Tech giants have begun to cut their blue-collar contractors in the food service and transportation industries amid the surging pandemic, a move that could leave them without health care, according to a report obtained by The Washington Post.
Big tech companies were among the first in the country to allow their white-collar employees to work from home indefinitely when the pandemic hit. And, following backlash about the impact that would have on blue-collar workers, some firms also pledged to continue to pay them as well, according to the newspaper.
However, several Bay Area firms, including Electronic Arts, LinkedIn, Salesforce and Nvidia, have terminated contracts with transportation providers in recent months, while Yahoo cut more than 120 cafeteria jobs at its Sunnyvale, Calif., facility.
In a report released Thursday, the labor advocacy group Silicon Valley Rising projected up to 12,000 workers could find themselves without health coverage if the trends continue on their current trajectory.
The report found the loss of such jobs would exacerbate the region’s racial disparities, noting that about 63 percent of blue-collar workers at tech companies are Latino or Black and that about 12.1 percent of Latino men in Silicon Valley are employed in the service, security or janitorial sectors.
Nearly 9,000 tech service subcontractors in the Silicon Valley have joined unions in the last five years, the report notes.

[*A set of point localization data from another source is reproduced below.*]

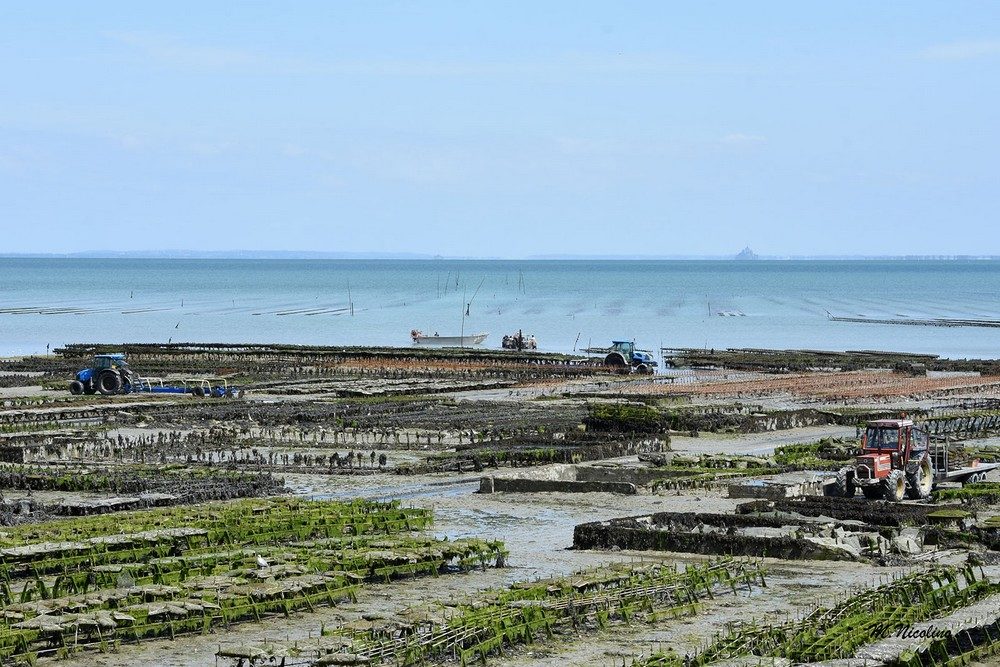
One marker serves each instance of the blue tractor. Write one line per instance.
(625, 358)
(109, 374)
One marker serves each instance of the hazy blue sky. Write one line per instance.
(501, 129)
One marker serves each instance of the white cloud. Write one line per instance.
(963, 50)
(172, 51)
(175, 52)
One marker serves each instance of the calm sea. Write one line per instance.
(566, 304)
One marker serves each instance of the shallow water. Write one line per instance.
(566, 304)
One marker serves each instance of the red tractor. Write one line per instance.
(895, 461)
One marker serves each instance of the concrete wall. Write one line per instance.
(531, 485)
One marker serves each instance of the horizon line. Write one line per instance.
(371, 255)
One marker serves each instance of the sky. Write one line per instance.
(506, 129)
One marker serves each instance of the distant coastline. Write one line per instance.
(296, 254)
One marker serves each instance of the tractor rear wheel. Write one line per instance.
(844, 485)
(109, 383)
(894, 486)
(919, 483)
(872, 492)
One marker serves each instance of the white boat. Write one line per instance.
(420, 338)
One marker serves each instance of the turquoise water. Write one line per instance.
(564, 303)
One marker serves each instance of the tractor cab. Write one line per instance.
(885, 446)
(105, 361)
(108, 374)
(625, 347)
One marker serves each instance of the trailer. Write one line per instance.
(898, 459)
(110, 374)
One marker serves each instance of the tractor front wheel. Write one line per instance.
(109, 383)
(616, 361)
(894, 486)
(844, 485)
(920, 482)
(872, 492)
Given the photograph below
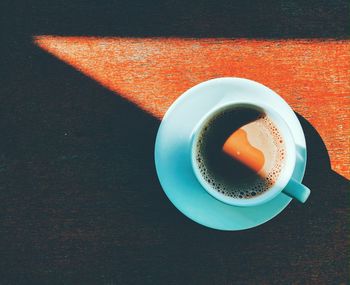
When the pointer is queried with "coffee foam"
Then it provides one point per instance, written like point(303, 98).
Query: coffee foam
point(274, 152)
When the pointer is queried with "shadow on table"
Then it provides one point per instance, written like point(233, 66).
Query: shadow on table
point(81, 202)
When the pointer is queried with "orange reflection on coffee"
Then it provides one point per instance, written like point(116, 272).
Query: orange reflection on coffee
point(238, 147)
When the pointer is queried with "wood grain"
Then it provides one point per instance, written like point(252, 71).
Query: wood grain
point(311, 75)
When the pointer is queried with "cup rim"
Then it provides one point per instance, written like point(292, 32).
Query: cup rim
point(286, 172)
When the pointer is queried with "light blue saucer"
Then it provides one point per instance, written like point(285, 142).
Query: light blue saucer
point(173, 157)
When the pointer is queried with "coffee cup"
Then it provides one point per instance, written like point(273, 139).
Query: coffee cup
point(252, 187)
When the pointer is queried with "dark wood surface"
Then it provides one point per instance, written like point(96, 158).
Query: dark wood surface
point(80, 200)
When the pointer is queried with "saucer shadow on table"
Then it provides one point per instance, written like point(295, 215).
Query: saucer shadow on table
point(81, 202)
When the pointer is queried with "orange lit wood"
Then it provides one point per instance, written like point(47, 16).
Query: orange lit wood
point(311, 75)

Due in large part to these organizing efforts, the tech sector is one of few where blue-collar workers largely have quality job-based health insurance. About 93 percent of unionized tech cafeteria workers are insured through their employer, according to the report.
“If tech companies make the decision to permanently lay off those workers — perhaps replacing them with new, lower-paid contractors when campuses eventually re-open — the region may see long-term, even permanent increases in racial income disparities, housing access, and potentially acceleration of the already severe displacement crisis,” the report states.
The news of layoffs comes as the work-from-home model for white-collar workers in the tech industry and beyond could outlast the pandemic, lessening the need for blue-collar workers in large office spaces.